The Humanities and Human Flourishing series publishes edited volumes that explore the role of human flourishing in the central disciplines of the humanities, and to what degree the humanities can increase human happiness.
This volume examines the relationship between history and human flourishing and, more broadly, investigates the ways in which the arts and humanities are related to human well-being. The essays here represent the efforts of a varied and distinguished group of professional historians to consider a deceptively simple question: what is the value of history for life? Each author asks in what ways historians, their work, and the objects of their inquiry might contribute to human well-being and how they might be encouraged to do so.
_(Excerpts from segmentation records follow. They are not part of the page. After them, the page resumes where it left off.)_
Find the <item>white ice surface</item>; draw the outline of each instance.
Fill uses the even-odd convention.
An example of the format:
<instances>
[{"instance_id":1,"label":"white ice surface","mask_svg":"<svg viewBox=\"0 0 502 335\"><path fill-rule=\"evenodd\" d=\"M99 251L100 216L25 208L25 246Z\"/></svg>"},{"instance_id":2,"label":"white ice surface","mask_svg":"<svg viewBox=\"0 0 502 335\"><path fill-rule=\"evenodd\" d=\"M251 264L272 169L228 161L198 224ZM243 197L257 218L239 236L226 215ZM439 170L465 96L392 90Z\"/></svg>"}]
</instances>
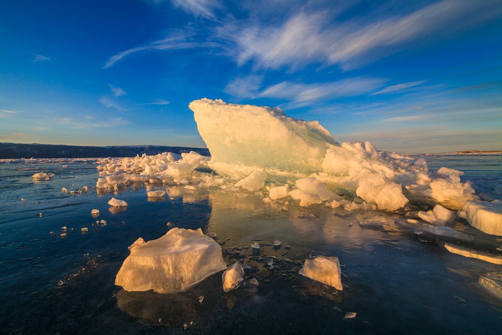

History, in this volume, refers not just to the past writ large, but also to the discipline and practice of historical inquiry, along with the production and consumption of works of historical representation. Thinking of history in these ways, the contributors address a wide variety of subjects in connection to issues of well-being, considering history across time and place as a vocation, a source of the sublime, a site of play, and a repository of meaning with surprising analogues to religious experience.
Overall, History and Human Flourishing uses personal experience, insight into the professional and scholarly world of historians, and a variety of historical periods and approaches to highlight the value of studying history in discussions of human flourishing. The essays in this volume identify history and the historical craft as tremendous potential resources for human well-being and of vital importance for our times.